Tuesday, December 3, 2024

The man who lived with no brain

https://www.youtube.com/watch?v=nCWuPMUPyRk

During World War II, a Russian soldier named Leva Zazetsky suffered a wound from a bullet that penetrated his skull and severely damaged his brain. For the rest of his life, he experienced the world in a bizarrely fragmented way. Although he appeared to be normal, he could remember neither the names of objects nor the meanings of words. Although he could talk, when he tried to speak he couldn't find the words to communicate his ideas and feelings. Before the war he had been a fourth-year student at a technical university; after his injury he couldn't read or perform simple addition.

The unfortunate young man's sense of space and his physical orientation to the world were severely disrupted. He could see only out of the left sides of both eyes. He simply had no visual awareness of things on the right side of his field of vision. He would see only parts of objects or sometimes not see them at all. For example, if he had a bowl of soup in front of him, he might be able to see merely a bit of the spoon, or he even might lose the spoon entirely if it was on his right side. In addition to leaving him able to see only parts of objects, Zazetsky's brain injury also caused him to have hallucinations. Ugly faces and rooms with odd shapes would appear when he closed his eyes, so he would open them immediately. This made it very difficult for him to sleep.

Neuropsychologist A. R. Luria worked with Zazetsky as he struggled valiantly to piece back together his disintegrated life. For twenty-five years, Zazetsky kept a journal, using it to try to recapture the thoughts, experiences, feelings, and memories that had been ripped away by the bullet that tore into his brain. In The Man with the Shattered World: The History of a Brain Wound, a book first published in Russian in 1972, Dr. Luria explained: "His only material consisted of fragmentary recollections that came to mind at random. On these he had to impose some order and sense of continuity though every word he recalled, every thought he expressed required the most excruciating effort. When his writing went well he managed to write a page a day, two at the most, and felt completely drained with this. Writing was his only link with life, his only hope of not succumbing to illness but recovering at least a part of what had been lost. This journal recounts a desperate fight for life with a skill psychologists cannot help but envy."

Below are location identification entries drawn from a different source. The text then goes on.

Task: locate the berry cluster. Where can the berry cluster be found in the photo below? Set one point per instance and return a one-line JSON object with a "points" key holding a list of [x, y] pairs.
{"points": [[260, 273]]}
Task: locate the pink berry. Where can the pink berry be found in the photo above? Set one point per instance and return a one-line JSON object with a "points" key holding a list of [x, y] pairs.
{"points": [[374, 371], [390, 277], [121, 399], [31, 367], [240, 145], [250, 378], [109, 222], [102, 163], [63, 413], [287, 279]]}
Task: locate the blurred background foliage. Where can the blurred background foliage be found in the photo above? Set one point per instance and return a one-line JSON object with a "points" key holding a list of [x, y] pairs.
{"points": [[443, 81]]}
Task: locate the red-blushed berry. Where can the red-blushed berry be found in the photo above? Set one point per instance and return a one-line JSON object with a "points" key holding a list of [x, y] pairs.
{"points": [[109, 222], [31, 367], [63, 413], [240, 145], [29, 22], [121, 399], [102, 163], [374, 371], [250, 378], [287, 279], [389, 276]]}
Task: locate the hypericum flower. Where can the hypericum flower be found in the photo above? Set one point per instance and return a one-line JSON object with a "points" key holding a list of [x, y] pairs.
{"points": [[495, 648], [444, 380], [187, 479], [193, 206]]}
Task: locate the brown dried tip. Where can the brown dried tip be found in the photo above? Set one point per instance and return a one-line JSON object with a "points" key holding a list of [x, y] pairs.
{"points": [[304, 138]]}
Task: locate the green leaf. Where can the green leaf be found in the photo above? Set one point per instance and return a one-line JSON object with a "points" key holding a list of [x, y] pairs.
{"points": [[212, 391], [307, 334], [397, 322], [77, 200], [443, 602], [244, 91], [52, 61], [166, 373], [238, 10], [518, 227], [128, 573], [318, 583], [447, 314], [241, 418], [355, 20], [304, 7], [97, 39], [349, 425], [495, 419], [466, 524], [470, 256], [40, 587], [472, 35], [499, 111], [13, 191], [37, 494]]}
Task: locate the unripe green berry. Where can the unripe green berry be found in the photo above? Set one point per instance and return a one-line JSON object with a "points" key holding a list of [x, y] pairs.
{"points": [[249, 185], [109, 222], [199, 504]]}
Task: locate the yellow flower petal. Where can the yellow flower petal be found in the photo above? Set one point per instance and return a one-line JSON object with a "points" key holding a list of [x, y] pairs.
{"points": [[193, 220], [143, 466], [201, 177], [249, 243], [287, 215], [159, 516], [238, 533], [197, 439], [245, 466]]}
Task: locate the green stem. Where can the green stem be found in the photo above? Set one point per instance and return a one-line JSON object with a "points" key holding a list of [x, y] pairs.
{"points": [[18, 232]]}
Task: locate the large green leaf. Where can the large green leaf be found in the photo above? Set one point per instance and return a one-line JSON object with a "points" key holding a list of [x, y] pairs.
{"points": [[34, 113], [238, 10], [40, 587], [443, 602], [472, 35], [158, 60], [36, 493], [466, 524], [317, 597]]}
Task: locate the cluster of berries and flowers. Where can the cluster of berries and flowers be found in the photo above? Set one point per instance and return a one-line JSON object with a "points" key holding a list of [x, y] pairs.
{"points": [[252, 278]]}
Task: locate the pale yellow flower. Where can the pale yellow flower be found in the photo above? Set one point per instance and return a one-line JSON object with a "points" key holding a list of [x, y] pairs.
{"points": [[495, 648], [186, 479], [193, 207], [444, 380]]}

Dr. Luria tried to comprehend as a neuropsychologist what Zazetsky described as an existential trauma. At their first meeting, three months after the bullet wound, Zazetsky couldn't recall what had happened at the battlefront where he was injured. Finally, he remembered that it was the month of May. Then he was able to retrieve the names of the other months, but he couldn't remember, for example, which month came before September, and he couldn't remember the seasons.

Although he could see, Zazetsky couldn't interpret the things he saw. In order to learn how to read again, first he had to relearn the meanings of letters. Because he saw the visual world in shattered fragments, he could read only a few letters at a time. He had to retain these as he moved across the page, picking up other letters to combine into a single word.

Writing was easier, especially after Zazetsky realized that he could write quickly and automatically, getting a whole word down without thinking about the letters that made it up. Apparently the part of his brain that allowed him to write hadn't been destroyed. Eventually he could write as well as he had before his injury, even though he remained unable to read what he had put on the page.

Zazetsky's confusion about spatial relationships caused him to get lost even a short distance from his house and made him unable to comprehend directions. He didn't recognize places with which he'd been very familiar before his injury. In his journal, Zazetsky described how his visual problems and lack of spatial orientation would cause him to lose track of whole parts of his body: "Often I fall into a kind of stupor and don't understand what's going on around me. I have no sense of objects. One minute I stand there thinking about something; the next I lapse into forgetfulness. But suddenly I'll come to look at the right of me and be horrified to discover half my body is gone. I'm terrified. I try to figure out what's become of my right arm and leg, the entire right side of my body. I move the fingers of my left hand, feel them, but can't see the fingers of my right hand, and somehow I'm not even aware they're there."

The details of Zazetsky's story are unusual. Certainly his determination and persistence are rare. But medical history is replete with cases in which traumatic brain injuries have robbed their victims of some mental faculties but not others, and there is a simple reason for this: different parts of the brain coordinate different functions.